I don’t want to spoil the ending, but he did end up killing himself.

There’s a history of mental health issues that he had. His family history included a lot of depression. And also some con artistry in his family history as well. So that was something that he always struggled with. The year that he died, his best friend died in a plane crash during a smuggling operation. That had a huge negative effect on him. He was also taking a lot of quaaludes. He was not medicated properly for his bipolar disorder. He had been prescribed lithium, but he often didn’t take it. And there were just a lot of things swirling around, between his personal life and the state of what happened to the counterculture that were really distressing him, so there was, unfortunately, this perfect storm of pressure on him. He died the same weekend as the Jonestown Massacre, which made for a very stark end of the ’60s dream there.

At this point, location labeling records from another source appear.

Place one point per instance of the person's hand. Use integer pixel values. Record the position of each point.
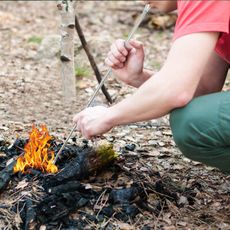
(164, 6)
(126, 60)
(93, 121)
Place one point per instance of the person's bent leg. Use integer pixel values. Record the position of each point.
(201, 129)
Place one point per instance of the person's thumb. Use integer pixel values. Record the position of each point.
(136, 44)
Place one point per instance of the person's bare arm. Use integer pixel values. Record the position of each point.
(164, 6)
(172, 87)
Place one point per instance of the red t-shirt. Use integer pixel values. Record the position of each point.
(203, 16)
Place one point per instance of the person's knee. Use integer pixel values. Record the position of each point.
(183, 123)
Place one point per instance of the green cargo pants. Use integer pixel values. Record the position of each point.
(201, 129)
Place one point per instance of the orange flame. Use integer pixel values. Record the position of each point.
(37, 155)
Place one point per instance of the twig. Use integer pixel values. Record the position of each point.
(90, 58)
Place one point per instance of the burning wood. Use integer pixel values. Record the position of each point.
(37, 154)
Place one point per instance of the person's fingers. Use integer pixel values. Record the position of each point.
(121, 47)
(136, 44)
(113, 59)
(76, 117)
(110, 63)
(117, 54)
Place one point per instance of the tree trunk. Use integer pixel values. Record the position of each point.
(67, 8)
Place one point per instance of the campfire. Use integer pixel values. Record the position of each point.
(83, 189)
(37, 153)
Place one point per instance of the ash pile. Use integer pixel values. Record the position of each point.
(88, 188)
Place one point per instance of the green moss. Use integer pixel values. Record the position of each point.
(35, 39)
(106, 153)
(82, 71)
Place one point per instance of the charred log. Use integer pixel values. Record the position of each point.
(88, 162)
(6, 174)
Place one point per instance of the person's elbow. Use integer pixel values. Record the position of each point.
(181, 99)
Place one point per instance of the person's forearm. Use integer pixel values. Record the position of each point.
(152, 100)
(146, 74)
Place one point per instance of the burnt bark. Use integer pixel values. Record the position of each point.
(5, 175)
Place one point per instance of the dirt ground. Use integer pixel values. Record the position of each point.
(30, 92)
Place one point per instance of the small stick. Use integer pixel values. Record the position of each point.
(138, 22)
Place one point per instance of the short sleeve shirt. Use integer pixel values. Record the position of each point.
(205, 16)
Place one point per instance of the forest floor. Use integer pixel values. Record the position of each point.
(30, 92)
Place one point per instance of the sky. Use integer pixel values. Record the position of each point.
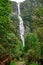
(18, 1)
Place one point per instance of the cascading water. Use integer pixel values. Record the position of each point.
(21, 26)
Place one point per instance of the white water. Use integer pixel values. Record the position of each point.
(21, 26)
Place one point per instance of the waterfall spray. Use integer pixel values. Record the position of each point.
(21, 26)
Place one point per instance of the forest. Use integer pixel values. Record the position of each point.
(12, 51)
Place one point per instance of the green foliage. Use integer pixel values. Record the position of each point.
(12, 63)
(34, 63)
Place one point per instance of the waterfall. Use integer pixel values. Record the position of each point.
(21, 26)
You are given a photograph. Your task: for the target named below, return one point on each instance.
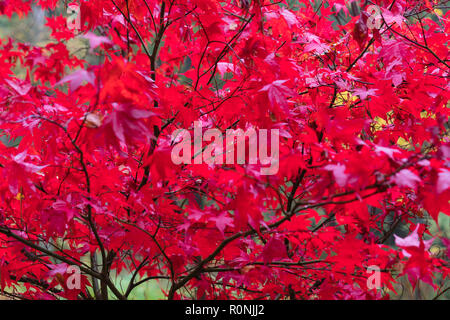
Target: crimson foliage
(363, 117)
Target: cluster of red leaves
(363, 116)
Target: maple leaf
(406, 178)
(76, 78)
(278, 93)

What was it that drew you into writing about this?

I read about Tom Forcade and I was just shocked that I had never heard of this guy who had such important positions and had such an important place in the world of journalism. He also was involved in a very important First Amendment case. He was involved in the nascent punk rock world in New York and he documented the Sex Pistols’ American tour, and put Johnny Rotten on the cover. He was a real power player in the radical movement of the early ’70s. So he was this exotic figure, this Forrest Gump figure, who popped up in all of these different places. I couldn’t believe that I’d never heard of him. And then once I started hearing these stories that people suspected him of being a government agent. it was all over. I needed to figure this guy out.

Was he a government agent?

I couldn’t figure it out. These days, I tend to think that he was not. Beyond FBI records, I had a very difficult time documenting the government records on him. There’s a lot more alluded to in the files that I do have. But people were immediately suspicious of him. And that was something that kind of followed him around for various reasons. Throughout his life, people thought he was a provocateur, people thought that he was collecting information on drug users. People thought that he was just a plant. And many of the people that I talked to who knew him still believe that. But, of course, many of the people that I talk to say that they’re certain he would never do that.